Days after the John F. Kennedy assassination, top White House aides read an eyes-only report that Cuba was behind the shocking Dallas murder.  Castro had warned he’d retaliate if the Kennedy administration kept trying to kill him, and they continued.  New president Lyndon Johnson ordered the secret report buried.  If made public, the U.S. would have to attack Soviet-backed Cuba and thus start World War III.

It’s been 53 years since that terrible day in Dallas, and the “Cuban Connection” has resurfaced in newly revealed secret diaries of a deceased Cold War spy and assassin.  Douglas Bazata was a decorated OSS special forces “Jedburgh” in World War II and a celebrated freelance spy who, after the war, worked for the CIA, among other intelligence agencies.  His now decoded secret diaries tell for the first time the extraordinary story of his close friend, Rene A. Dussaq, a fellow “Jed” and larger-than-life clandestine, who, he says hatched the assassination plan and led it as a shooter in Dallas.  The fascinating story and evidence, pro and con, is in my new book, Target: JFK — The Spy Who Killed Kennedy?, a mystery story that could be the key to that famous murder.

Dussaq, Argentine-born and naturalized as an American in 1942, was the son of a Cuban diplomat.  While being educated in Switzerland, he spent summers in Cuba and considered himself Cuban.  Per the diaries, he hatched the assassination plan to free Cuba from U.S. domination – exploitation vividly illustrated in the movie The Godfather, when gangsters cut a cake shaped as Cuba.  Suave and fearless, Dussaq was an Olympic athlete, Cuban revolutionary, Hollywood stuntman, and deep sea diver and treasure hunter.  During WWII, he became the legendary “Captain Bazooka” in France, who helped the Maquis defeat the Nazis.  Almost singlehandedly, he captured a garrison of over 500 Germans.

Few in America have ever heard of Dussaq, although some of his exploits have been chronicled.  He kept a low profile as a successful post-WWII Los Angeles insurance agent while secretly working undercover for the FBI against Hollywood communists in the 1950s.  It also appears that he was a double, and perhaps triple, agent working ostensibly for the CIA, but also for Cuba, if not others.  Characteristically, the CIA will neither confirm nor deny that.  Bazata, too, after the war, worked for the CIA and was a good friend of William Colby, who headed the CIA from 1973 to 1976.  Because of who Bazata was and his level of access, his secret diaries must be taken seriously.

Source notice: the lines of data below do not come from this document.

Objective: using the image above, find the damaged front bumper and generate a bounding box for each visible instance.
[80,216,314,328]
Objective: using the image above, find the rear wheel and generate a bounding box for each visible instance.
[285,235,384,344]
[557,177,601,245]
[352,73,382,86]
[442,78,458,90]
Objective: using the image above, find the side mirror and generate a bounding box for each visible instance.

Dussaq and Bazata met in Cuba in the 1930s.  Bazata was a young marine assigned to assassinate a Cuban revolutionary.  The mission went awry, but Dussaq saved his life; therefore, Bazata was in his debt.  He also admired Dussaq for his intelligence and fearlessness.  As Jedburghs, both men jumped into occupied France, where their bond deepened.  After the war, writes Bazata, Dussaq grew angry at U.S. exploitation of Cuba, and once JFK became president, Kennedy’s administration’s Bay of Pigs invasion and continual attempts to assassinate Fidel Castro gave justification in Dussaq’s mind for implementing “Hydra-K,” the JFK kill-plot detailed in the diaries.